Jellicoe worried when German trawlers captured on August 5 were found to have carrier pigeons aboard, suspected of being informants for submarines. Fear of mines, which the Germans announced they were sowing without regard for the limits agreed upon for such devices, increased his anxiety. When one of his light cruisers rammed and sank a submarine, the U-15, on August 9 he was more disturbed than cheered, and hurriedly sent all his capital ships out of the “infected area.” Once, when inside the Flow, a gun crew suddenly opened fire on a moving object reported to be a periscope and set off a flurry of shooting and a feverish hunt by destroyers, he ordered the entire fleet of three battle squadrons out to sea where it stayed all night in fear of what even the navy’s official historian concedes “could have been a seal.” Twice the fleet was transferred to safer bases at Loch Ewe on the west coast of Scotland and Loch Swilly on the north coast of Ireland, leaving the North Sea free to the Germans had they known it—and twice brought back. If the Germans had launched a naval offensive at this time, it might have obtained startling results.

Between bouts of nerves and sudden bolts like a horse that hears the rustle of a snake, the British Navy set about its business of laying down a blockade and patrolling the North Sea in a ceaseless watch for the appearance of the enemy. With a battle strength of 24 dreadnoughts and a knowledge that the Germans had 16 to 19, the British could count on a firm margin of superiority, and in the next class of battleships believed themselves “markedly superior to the next eight Germans.” But a heavy sense of all that depended on the issue hung over them.

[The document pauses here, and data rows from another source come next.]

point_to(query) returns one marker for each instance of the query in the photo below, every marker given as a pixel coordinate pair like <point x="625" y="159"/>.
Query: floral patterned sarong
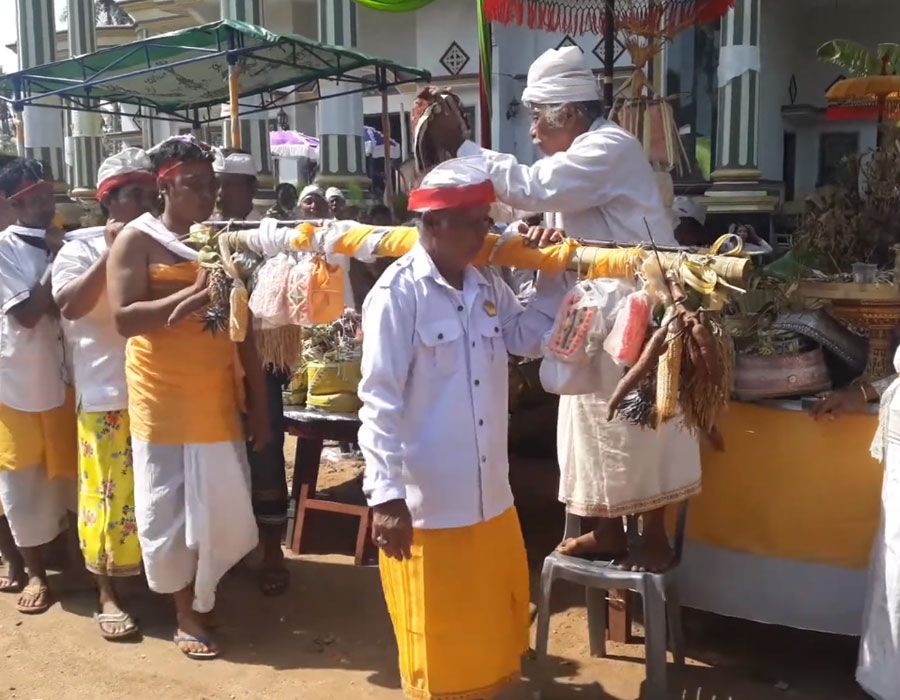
<point x="107" y="529"/>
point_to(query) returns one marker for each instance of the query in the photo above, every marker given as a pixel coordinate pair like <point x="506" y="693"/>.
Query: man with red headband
<point x="436" y="338"/>
<point x="106" y="524"/>
<point x="37" y="414"/>
<point x="191" y="486"/>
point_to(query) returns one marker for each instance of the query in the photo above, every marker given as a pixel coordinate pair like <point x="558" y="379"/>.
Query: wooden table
<point x="312" y="427"/>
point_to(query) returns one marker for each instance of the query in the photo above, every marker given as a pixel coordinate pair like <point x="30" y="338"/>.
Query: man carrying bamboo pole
<point x="436" y="337"/>
<point x="597" y="179"/>
<point x="237" y="179"/>
<point x="191" y="491"/>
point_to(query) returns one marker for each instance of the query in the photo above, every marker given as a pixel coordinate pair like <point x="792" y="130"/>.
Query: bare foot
<point x="14" y="580"/>
<point x="193" y="639"/>
<point x="591" y="545"/>
<point x="654" y="556"/>
<point x="35" y="597"/>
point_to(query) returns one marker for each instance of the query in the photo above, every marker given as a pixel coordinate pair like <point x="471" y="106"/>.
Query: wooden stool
<point x="312" y="428"/>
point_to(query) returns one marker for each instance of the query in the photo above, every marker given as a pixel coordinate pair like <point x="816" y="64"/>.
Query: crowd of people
<point x="150" y="445"/>
<point x="147" y="444"/>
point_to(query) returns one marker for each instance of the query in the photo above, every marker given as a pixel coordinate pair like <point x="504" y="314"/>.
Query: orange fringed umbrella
<point x="873" y="97"/>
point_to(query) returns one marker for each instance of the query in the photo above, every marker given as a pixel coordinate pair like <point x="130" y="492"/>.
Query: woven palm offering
<point x="684" y="367"/>
<point x="332" y="354"/>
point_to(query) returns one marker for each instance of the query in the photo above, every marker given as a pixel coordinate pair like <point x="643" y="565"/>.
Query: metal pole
<point x="609" y="53"/>
<point x="234" y="91"/>
<point x="19" y="113"/>
<point x="386" y="132"/>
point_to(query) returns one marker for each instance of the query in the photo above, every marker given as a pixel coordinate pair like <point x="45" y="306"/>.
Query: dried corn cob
<point x="669" y="374"/>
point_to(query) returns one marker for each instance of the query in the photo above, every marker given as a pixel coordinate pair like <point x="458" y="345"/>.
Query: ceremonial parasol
<point x="877" y="98"/>
<point x="872" y="91"/>
<point x="644" y="27"/>
<point x="638" y="17"/>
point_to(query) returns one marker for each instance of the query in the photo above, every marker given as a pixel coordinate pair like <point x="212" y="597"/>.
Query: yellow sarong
<point x="46" y="438"/>
<point x="460" y="609"/>
<point x="107" y="529"/>
<point x="182" y="379"/>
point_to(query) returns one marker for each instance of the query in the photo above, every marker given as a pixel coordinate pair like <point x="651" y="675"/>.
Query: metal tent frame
<point x="176" y="75"/>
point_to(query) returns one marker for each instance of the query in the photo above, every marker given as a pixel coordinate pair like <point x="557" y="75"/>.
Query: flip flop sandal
<point x="35" y="592"/>
<point x="130" y="628"/>
<point x="184" y="638"/>
<point x="274" y="582"/>
<point x="7" y="585"/>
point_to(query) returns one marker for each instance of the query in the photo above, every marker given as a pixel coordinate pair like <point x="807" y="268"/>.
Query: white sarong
<point x="194" y="515"/>
<point x="36" y="506"/>
<point x="612" y="468"/>
<point x="878" y="670"/>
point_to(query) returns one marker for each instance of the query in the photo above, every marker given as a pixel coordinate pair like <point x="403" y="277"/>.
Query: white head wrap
<point x="455" y="183"/>
<point x="689" y="208"/>
<point x="128" y="160"/>
<point x="311" y="189"/>
<point x="234" y="163"/>
<point x="559" y="76"/>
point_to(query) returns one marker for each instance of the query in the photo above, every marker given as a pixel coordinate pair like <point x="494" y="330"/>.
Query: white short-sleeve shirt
<point x="98" y="351"/>
<point x="33" y="372"/>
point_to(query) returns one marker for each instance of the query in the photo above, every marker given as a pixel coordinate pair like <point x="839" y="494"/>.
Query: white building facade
<point x="751" y="91"/>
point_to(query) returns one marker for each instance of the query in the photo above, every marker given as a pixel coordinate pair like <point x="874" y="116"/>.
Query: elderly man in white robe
<point x="600" y="186"/>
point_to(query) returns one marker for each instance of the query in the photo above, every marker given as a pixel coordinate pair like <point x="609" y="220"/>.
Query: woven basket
<point x="341" y="402"/>
<point x="295" y="393"/>
<point x="327" y="378"/>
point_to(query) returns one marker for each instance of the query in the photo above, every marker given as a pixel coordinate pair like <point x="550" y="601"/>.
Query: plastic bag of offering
<point x="315" y="292"/>
<point x="268" y="302"/>
<point x="629" y="330"/>
<point x="572" y="357"/>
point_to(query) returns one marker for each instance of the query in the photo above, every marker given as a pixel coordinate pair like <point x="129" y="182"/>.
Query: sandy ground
<point x="330" y="637"/>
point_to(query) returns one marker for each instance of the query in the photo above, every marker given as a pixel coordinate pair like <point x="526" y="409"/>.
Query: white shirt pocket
<point x="488" y="328"/>
<point x="440" y="338"/>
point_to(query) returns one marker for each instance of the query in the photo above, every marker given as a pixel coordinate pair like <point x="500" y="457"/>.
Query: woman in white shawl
<point x="879" y="649"/>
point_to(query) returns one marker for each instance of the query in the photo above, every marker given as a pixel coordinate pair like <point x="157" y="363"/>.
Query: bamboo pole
<point x="733" y="270"/>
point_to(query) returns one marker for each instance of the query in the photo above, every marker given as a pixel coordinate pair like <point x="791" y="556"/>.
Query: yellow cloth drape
<point x="47" y="438"/>
<point x="460" y="609"/>
<point x="399" y="240"/>
<point x="790" y="488"/>
<point x="107" y="529"/>
<point x="182" y="380"/>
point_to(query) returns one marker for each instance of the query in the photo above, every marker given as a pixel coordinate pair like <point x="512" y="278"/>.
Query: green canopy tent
<point x="182" y="75"/>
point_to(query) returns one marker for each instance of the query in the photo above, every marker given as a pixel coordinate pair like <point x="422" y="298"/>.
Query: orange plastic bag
<point x="325" y="295"/>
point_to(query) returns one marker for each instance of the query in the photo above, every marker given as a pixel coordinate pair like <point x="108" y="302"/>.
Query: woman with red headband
<point x="37" y="421"/>
<point x="106" y="524"/>
<point x="191" y="486"/>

During the week of the passage of the transports, “the Germans have the strongest incentives to action,” Churchill warned Jellicoe on August 8. Not so much as a torpedo boat was sighted. Nothing stirred. The enemy’s inactivity heightened the tension. On the far-flung oceans his individual warships still at large, the Goeben and Breslau in the Mediterranean, the Dresden and Karlsruhe in the Atlantic, the Scharnhorst, Gneisenau, and Emden of von Spee’s squadron in the Pacific were making bold raids or bolder escapes, but the High Seas Fleet, lurking motionless behind Heligoland, seemed to presage something more sinister.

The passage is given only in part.